As COVID-19 has swept through the U.S., some attorneys here say they’ve seen an uptick in clients who want to complete their estate plans, including documents that guide health care providers should the clients become unable to make their own health care decisions.
Such documents are advance directives, also known as health care directives or living wills. An advance directive details what life-saving procedures signatories do or don’t want in the event they are hospitalized and cannot communicate their preferences.
Michelle Fossum, partner at Sayre, Sayre & Fossum PLLC law firm, says advance directives typically apply to those who have terminal conditions or who are in a persistent vegetative state. The directive comes into play after either the person’s attending physician or two other doctors note in writing that life-sustaining treatment will lengthen the dying process without providing relief for conditions.

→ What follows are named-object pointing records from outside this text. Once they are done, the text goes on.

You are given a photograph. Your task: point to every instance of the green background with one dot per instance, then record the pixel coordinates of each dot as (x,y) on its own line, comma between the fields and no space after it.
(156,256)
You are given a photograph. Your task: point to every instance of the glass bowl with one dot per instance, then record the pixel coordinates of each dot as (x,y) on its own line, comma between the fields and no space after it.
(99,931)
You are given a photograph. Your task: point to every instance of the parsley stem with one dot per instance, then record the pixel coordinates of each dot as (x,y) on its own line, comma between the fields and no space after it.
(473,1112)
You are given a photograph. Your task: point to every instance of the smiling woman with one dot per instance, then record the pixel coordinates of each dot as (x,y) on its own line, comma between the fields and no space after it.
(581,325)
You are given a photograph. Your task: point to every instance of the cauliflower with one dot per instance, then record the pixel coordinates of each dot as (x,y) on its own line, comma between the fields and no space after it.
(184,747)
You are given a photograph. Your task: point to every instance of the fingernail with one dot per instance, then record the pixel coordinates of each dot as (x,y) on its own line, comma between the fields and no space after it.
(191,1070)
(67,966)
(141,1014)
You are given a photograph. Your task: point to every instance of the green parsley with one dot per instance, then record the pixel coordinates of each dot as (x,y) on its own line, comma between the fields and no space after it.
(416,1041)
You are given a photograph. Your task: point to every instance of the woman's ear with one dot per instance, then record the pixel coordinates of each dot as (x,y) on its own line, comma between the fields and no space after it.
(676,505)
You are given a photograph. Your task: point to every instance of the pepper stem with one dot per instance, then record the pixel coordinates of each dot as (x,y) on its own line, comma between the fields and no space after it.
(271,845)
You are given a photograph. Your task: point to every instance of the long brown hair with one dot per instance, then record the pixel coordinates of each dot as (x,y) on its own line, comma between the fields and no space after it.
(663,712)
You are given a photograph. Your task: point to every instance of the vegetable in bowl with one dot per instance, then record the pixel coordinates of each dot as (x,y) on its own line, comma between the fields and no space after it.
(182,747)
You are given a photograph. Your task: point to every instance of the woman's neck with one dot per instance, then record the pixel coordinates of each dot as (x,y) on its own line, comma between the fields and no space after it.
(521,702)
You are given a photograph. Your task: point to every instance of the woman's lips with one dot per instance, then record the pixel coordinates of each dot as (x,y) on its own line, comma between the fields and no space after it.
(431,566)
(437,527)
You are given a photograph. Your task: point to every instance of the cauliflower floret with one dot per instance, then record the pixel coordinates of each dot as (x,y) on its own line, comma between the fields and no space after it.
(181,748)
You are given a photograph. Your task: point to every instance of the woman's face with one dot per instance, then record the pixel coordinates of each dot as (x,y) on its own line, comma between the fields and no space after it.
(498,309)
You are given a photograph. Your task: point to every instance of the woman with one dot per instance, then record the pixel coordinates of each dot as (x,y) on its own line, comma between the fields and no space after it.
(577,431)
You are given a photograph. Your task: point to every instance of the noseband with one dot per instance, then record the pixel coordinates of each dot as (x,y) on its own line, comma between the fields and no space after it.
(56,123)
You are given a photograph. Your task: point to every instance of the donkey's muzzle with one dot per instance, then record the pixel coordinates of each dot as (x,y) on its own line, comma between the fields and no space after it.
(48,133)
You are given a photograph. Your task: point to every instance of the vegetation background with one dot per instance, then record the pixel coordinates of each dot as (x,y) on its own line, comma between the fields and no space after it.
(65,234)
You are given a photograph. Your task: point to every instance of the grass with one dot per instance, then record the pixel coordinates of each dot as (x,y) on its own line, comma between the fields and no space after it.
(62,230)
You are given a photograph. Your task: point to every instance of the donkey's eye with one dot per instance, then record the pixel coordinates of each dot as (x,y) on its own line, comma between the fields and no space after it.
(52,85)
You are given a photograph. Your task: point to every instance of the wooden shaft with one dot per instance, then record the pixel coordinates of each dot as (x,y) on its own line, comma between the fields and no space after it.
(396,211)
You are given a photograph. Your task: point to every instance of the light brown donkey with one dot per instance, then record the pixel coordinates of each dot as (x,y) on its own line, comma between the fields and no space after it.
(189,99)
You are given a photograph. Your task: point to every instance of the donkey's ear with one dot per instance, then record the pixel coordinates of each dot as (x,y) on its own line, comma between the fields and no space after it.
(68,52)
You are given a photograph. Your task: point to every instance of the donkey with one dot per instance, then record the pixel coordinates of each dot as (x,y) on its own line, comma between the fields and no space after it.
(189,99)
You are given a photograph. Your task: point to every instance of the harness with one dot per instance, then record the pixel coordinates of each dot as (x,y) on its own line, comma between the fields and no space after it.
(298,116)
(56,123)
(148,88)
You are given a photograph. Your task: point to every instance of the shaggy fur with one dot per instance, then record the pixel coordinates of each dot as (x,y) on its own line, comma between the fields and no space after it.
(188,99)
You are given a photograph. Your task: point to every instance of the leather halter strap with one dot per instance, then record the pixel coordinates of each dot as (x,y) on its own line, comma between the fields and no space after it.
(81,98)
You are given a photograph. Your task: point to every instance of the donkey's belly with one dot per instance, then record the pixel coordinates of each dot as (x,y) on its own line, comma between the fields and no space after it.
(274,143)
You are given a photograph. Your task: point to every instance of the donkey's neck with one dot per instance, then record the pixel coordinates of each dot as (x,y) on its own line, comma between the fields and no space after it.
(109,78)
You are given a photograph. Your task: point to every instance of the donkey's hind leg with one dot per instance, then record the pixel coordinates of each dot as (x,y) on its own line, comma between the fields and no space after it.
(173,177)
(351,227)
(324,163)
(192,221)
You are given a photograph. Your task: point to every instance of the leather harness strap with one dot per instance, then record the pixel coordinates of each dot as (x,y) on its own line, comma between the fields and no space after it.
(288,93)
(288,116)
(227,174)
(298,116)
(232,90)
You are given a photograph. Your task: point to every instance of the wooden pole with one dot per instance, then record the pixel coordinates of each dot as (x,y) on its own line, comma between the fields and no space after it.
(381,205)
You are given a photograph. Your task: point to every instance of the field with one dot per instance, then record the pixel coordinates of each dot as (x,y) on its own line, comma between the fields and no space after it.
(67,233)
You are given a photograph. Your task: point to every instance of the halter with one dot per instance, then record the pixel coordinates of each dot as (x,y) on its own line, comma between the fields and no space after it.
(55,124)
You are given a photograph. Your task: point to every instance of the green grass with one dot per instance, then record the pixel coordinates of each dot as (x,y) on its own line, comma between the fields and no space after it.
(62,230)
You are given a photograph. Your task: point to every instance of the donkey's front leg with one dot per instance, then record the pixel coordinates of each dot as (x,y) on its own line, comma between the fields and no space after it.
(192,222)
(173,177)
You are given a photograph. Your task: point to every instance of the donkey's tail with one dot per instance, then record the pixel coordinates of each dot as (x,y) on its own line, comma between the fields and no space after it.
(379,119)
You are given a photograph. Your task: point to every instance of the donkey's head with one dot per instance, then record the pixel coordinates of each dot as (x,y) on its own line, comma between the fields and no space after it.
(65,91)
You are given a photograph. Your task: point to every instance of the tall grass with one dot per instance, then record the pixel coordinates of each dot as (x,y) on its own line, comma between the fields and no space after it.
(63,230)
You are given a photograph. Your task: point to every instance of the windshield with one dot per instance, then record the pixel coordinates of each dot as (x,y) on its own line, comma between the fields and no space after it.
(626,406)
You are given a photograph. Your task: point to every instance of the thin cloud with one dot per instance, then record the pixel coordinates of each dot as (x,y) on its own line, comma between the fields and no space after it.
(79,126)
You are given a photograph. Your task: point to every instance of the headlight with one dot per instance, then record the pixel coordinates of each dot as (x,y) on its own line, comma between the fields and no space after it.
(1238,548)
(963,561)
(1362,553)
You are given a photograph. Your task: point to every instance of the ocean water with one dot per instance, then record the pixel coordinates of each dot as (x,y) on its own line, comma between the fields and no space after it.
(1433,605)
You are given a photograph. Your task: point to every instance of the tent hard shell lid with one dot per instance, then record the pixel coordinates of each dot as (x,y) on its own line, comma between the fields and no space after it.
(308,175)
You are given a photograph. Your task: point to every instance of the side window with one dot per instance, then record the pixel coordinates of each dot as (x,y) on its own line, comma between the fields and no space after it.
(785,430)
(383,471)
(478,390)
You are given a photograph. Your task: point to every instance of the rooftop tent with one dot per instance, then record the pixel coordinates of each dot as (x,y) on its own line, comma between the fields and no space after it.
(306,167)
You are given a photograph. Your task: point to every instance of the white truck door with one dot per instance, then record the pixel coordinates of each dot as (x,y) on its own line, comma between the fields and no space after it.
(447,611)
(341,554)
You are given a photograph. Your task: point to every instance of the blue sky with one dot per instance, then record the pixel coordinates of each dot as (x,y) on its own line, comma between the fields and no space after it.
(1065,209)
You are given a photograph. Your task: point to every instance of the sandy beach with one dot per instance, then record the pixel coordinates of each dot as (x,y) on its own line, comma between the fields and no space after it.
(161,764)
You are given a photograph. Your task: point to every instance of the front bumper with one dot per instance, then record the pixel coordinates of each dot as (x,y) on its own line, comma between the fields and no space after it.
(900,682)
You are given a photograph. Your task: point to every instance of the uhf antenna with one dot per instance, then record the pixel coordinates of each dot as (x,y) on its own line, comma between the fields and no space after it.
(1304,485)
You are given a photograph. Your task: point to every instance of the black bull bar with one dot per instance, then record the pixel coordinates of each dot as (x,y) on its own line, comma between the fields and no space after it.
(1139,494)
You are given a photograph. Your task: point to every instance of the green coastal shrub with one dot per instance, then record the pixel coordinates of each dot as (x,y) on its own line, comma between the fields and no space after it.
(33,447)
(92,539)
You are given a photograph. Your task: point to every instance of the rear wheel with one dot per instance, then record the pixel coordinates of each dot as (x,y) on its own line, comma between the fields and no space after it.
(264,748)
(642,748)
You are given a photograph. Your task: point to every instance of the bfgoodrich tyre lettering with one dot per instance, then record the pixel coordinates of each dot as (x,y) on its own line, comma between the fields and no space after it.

However, Fossum says that partly because other conditions can exacerbate the effects of COVID-19 and can lead to a coma, some people have been eager to complete an advance directive now, when they’re healthy and can make decisions.
“It’s been a very robust time for estate planning,” Fossum says. “We don’t know, any of us, when our time will come, and when you have a pandemic like this, that becomes much more at the forefront.”
Lynn St. Louis, founding partner of Elder Law Group PLLC, says she’s noticed an increase in clients seeking to complete an advance directive as part of estate planning. She says the pandemic has prompted many people to contemplate their own mortality, leading them to ask for help in planning.
“I’ve been asking people, ‘What caused you to make the decision to come see us now?’ and many people say because of COVID,” St. Louis says. “It has heightened people’s sense of needing to get things done.”
Many estate planning documents, such as advance directives, require the signature of a notary or two witnesses who are unrelated to the person. Fossum says her firm had three separate “COVID-safe” signing days between April and June.
“These are people who got their estate planning done, but just needed to sign, and you have to find a safe way to do that in light of COVID,” Fossum says. “We set up tables in our parking lot, with social distancing, gloves, masks, and wipes, and we quarantined the paperwork. We did three full days of back-to-back signings.”
St. Louis says she’s concerned about where people are getting advance directive documents to fill out if they’re not working with an attorney. Those who want to avoid attorney’s fees by finding an advance directive form online might end up filling out a form that’s not legally enforceable.
“It’s like anything when you’re just filling out a form and you don’t understand it — what did you just fill out? What does it mean?” she says.
St. Louis says she refers people to WashingtonLawHelp.org, a website run by Seattle-based nonprofit Northwest Justice Project that offers guidance and tools for legal matters.
However, St. Louis says that while an advance directive is important, it’s just as vital to have a designated health care agent who will help make decisions. She witnessed that firsthand after her mother wound up in the intensive care unit and doctors said she wouldn’t survive. Then St. Louis was told her mother wouldn’t pass away as quickly as doctors had believed, but that she wouldn’t survive without receiving artificial nutrition.
However, her mother’s advance directive indicated that she didn’t want to receive nutrition through artificial means.
“I said, ‘well, even though Mom’s directive says that, I think I’m going to disregard that because it’s a little different,’” she says. “Even though they say she’s dying, this might make a difference. This might mean that she will survive.”
St. Louis decided to go against the advance directive, and her mother survived for about another year through artificial nutrition. St. Louis says it’s important to have a health care agent who’s rational and knows you well.
“I think if Mom had the opportunity to make this decision herself, she would say, ‘Give me that opportunity, even though technically I said I didn’t want it,”’ St. Louis says.